The manufacturing of instruments has changed over the past 100 years as pertains to guitars (especially electric guitars). The building of a guitar is an art form, just like any other work of craftsmanship. However, with the advent of technology that was influenced by the “assembly line” techniques that enhance production, there is now an awkward intermediate point in which we find ourselves in. A guitar can be built in the United States and Indonesia, using the exact same equipment, but the Indonesian variant is considered “inferior” because it was made overseas with cheap labor.

I am guilty of this perception. What has changed me from thinking this way is by watching members of the music community invest large amounts of startup capital into overseas development of electric guitars. Solar Guitars is a great example of this.
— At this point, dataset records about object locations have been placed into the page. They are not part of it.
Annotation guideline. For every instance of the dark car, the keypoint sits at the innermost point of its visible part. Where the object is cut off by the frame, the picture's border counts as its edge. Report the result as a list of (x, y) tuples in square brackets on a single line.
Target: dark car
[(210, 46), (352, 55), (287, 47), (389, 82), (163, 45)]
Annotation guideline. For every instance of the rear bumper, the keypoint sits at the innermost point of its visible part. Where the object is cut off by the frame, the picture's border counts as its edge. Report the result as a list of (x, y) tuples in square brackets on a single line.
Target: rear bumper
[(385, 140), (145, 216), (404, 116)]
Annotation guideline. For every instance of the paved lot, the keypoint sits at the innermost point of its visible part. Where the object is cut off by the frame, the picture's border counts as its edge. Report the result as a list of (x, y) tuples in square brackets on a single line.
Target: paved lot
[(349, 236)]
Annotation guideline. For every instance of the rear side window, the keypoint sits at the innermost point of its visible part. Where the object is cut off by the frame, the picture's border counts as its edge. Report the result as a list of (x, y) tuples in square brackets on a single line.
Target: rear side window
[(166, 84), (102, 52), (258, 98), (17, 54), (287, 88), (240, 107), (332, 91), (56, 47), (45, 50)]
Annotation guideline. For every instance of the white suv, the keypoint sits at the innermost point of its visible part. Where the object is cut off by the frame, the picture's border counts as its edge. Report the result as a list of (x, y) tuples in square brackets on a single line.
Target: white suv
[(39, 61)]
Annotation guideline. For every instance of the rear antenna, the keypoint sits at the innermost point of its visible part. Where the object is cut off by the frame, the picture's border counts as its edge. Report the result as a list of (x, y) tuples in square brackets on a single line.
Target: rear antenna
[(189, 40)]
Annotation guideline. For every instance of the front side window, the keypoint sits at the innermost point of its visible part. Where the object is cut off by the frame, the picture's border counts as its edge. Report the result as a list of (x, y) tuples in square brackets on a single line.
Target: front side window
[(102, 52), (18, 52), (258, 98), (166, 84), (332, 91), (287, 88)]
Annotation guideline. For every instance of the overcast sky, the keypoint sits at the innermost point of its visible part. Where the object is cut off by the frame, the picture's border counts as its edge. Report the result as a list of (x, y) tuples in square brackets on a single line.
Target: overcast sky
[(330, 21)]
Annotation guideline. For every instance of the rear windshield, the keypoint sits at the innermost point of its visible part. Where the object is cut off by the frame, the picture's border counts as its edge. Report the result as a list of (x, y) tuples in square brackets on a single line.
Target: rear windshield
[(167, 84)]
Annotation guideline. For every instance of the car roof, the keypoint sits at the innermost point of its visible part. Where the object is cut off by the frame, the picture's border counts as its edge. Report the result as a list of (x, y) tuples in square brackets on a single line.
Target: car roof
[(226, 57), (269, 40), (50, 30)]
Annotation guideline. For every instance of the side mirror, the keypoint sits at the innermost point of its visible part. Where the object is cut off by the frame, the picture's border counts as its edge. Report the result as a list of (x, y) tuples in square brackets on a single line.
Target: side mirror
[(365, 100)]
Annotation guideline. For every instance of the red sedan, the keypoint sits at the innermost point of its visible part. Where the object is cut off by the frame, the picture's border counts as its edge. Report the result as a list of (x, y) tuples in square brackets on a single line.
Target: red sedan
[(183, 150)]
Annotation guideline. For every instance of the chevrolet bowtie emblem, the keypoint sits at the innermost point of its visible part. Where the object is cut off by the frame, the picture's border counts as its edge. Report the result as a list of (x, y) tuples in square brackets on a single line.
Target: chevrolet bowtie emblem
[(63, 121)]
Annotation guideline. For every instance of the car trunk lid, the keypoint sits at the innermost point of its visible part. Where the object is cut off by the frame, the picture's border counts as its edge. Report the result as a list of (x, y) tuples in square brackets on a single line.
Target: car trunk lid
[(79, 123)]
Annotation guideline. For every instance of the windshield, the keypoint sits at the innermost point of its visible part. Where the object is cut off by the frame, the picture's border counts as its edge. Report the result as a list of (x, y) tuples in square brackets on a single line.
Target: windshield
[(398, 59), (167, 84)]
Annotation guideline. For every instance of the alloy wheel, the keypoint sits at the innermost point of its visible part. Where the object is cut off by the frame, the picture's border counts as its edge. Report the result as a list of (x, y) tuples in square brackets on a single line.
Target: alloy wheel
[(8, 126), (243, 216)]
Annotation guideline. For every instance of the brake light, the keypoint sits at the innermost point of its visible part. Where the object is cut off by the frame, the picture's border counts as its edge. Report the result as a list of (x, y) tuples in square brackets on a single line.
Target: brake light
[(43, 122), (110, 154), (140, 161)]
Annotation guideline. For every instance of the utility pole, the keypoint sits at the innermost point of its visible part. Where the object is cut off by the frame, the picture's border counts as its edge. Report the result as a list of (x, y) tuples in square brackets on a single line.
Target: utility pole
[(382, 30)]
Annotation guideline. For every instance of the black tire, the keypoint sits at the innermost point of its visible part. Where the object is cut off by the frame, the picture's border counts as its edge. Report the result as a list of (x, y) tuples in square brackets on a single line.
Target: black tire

The emphasis on affordable instruments balanced with an intentional insistence on quality workmanship, seems to strike a very equitable middle ground. Not only this, but the work provides jobs and labor to people across the world that might not otherwise have a means to survive. So, in a way, buying guitars made overseas would constitute an act of charity, if anything. I myself have an eye on this one. It’s soo dope!



What would it be like to be two lawyers married to each other?

This is something that comes from my talks with clients at my job, which you would think would provide me  with stories aplenty, but this is not the case. The cinematic universe we see ourselves in, is woefully deficient of hijinks and hullabaloo.

However I was speaking with a customer and found out that they were conducting business as two lawyers, married. This I thought was fucking hysterical. I immediately imagined tense dining room encounters, sweat percolating on each other’s’ brow, embroiled in passive-aggressive cross examination while the children played with dinosaur chicken nuggets, benignly unaware.